RUH KARŞILIĞI SATIN ALINAN UMUTLAR
Söylenmemiş sözlerin anlamları uçuyor beynimde.
Söylenmemiş sözlerin anlamları uçuyor beynimde.
Cümle hazır, anlam hazır, söylenirse yokluğa nazır!
İçilmemiş çayların buğusu tütüyor burnumda, su hazır, ateş hazır.
Gidilmemiş yolların efsunu sarıyor benliğimi. Kervan hazır, dönüyor etrafımda, devran hazır.
Yazılmamış bir kitabı okuyorum, sayfalar kirlenmiş, satır araları dolu, verilmek istenilen mesajlar gitmiş.
Yollamadığım mektupları götürmüş ulaklar ben yazmadan önce. Mürekkepleri bile kurumuş. En okunmaz harflerle yazdığım mektuplar. Gitmiş benden önce. Gitmesi gerekli yerlere.

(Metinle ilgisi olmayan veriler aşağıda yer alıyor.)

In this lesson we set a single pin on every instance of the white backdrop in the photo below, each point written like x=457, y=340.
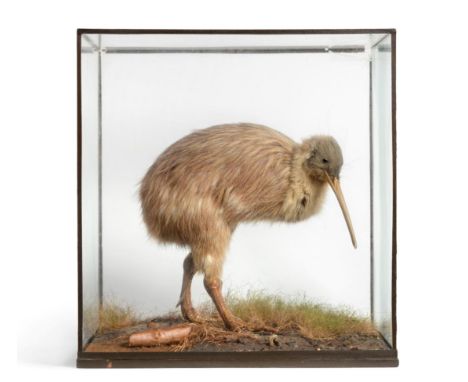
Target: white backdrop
x=39, y=139
x=150, y=101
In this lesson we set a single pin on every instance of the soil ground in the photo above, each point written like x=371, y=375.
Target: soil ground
x=215, y=338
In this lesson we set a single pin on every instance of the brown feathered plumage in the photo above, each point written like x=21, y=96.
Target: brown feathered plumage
x=203, y=185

Henüz, bahçeye dikmediğim karanfilleri kopartmışlar, koklamışlar, su vermesi için ellerimi açmamışken göğe. Koklamışlar, koklayıp da saklamışlar bile. Bir defter arasında, gördüm! Kendi ellerimle gördüm, el yordamıyla.
İçim sızlamaya başlamamıştı baharı görmeyen âmâya, göz vermişler, görmesi için söz vermişler. Görmüş, baharı görmüş. Yazı görmese de gelir zaten, yaz gelir, geçen seneden biliyorum, bahardan sonra yaz gelir.
Sen yaz, gelir.
Sen bekle, gelir.
Sen geçir aklından, neler gelir.
Elimi cebime atmamıştım, açları doyurma hevesim vardı. Elim cebimde kalana dek fark etmedim, doymuş. Doyurmuşlar, içimden geçenleri cebi dolu olanlara duyurmuşlar.
Irmak yatakları yapıyordum, suya yön verecektim, kendi hayalimde bir deniz oluşturup akıtacaktım kendi denizime. Kendi kentime kurduğum bir deniz, şehre nazır.
Şehir kentli bir denizim olsun istedim, kendi ırmağımla doldurmak için ırmaklar büyütüyordum.
Deniz olmuş ırmak, ırmak yaş olmuş sözlerimden akmış, süzülmüş sözlerimden, arınmış ırmak. Birikmiş heyulalarımla birlikte.
Su olmuş, yatağını bulmuş. Dağ su olmuş akmış denizime, ağaçlar akmış, su olmuş ağaçlar. Köklerini denize salmış. Deniz kendini salmış sineme, sinem dolmuş taşmış. Kökleriyle sağlamlaşmış dağların, ağaçların köklerine yaslanmış deniz.
Kimse yokmuş ağlayacak, bir tek Allah kulu yokmuş. Yokuşlarımda kalmış hepsi. Yokuşlarım yok oluşlarına sebep olmuş. Tepeyi dönmeye cesaret, biraz daha kargaşaya dermanları kalmamış.
Ellerimde kelimeler, yay gibi gerip boşluğa atarken, benim olmaktan çıkmış, cümle olmuş, söz olmuş, köz olmuş düştüğü yerde.
Tepeyi geçmeye dermanı kalmayanları yakmış yay gibi gergin sözler, kül etmiş hepsini. Kor olmasını beklerken ben.
İçimde bina ettiğim şehrin sokakları dolup boşalırken, uykudaymış dünya. Ben kalkıp dolaşmaya cesaret edemezken, kaldırımları dolup taşmış. Panayırlar kurulmuş, insan tüccarları kol geziyor.
Satmışlar hevesleri, umut barındıran fakirlerin umutlarını yok pahasına satmışlar.
Umut sahipleri, satılınca umutları, kurtulmuşlar işkenceden, alan memnun lakin satan da kalmamış asalet. Soysuz işkenceye tabi tutulmuş umutlular.
Sözlerimden süzülmüş ırmağımın kenarında elimde bir söğüt dalı bir de çakı, yontarken hayallerimi, süzülürken gözlerim ırmağa, hiçbir şeyin değişmediğini görmüşüm.
Geriye sardırılan bir film gibi, oturmuş her şey yerli yerince.
Söz gitmemiş, anlam gitmemiş. Deniz? Birikmemiş.
Yalan kalmış, riya kalmış, sahte tebessümler kalmış geriye!
Geriye yeniden, ruh karşılığı satın alınan umutlar kalmış.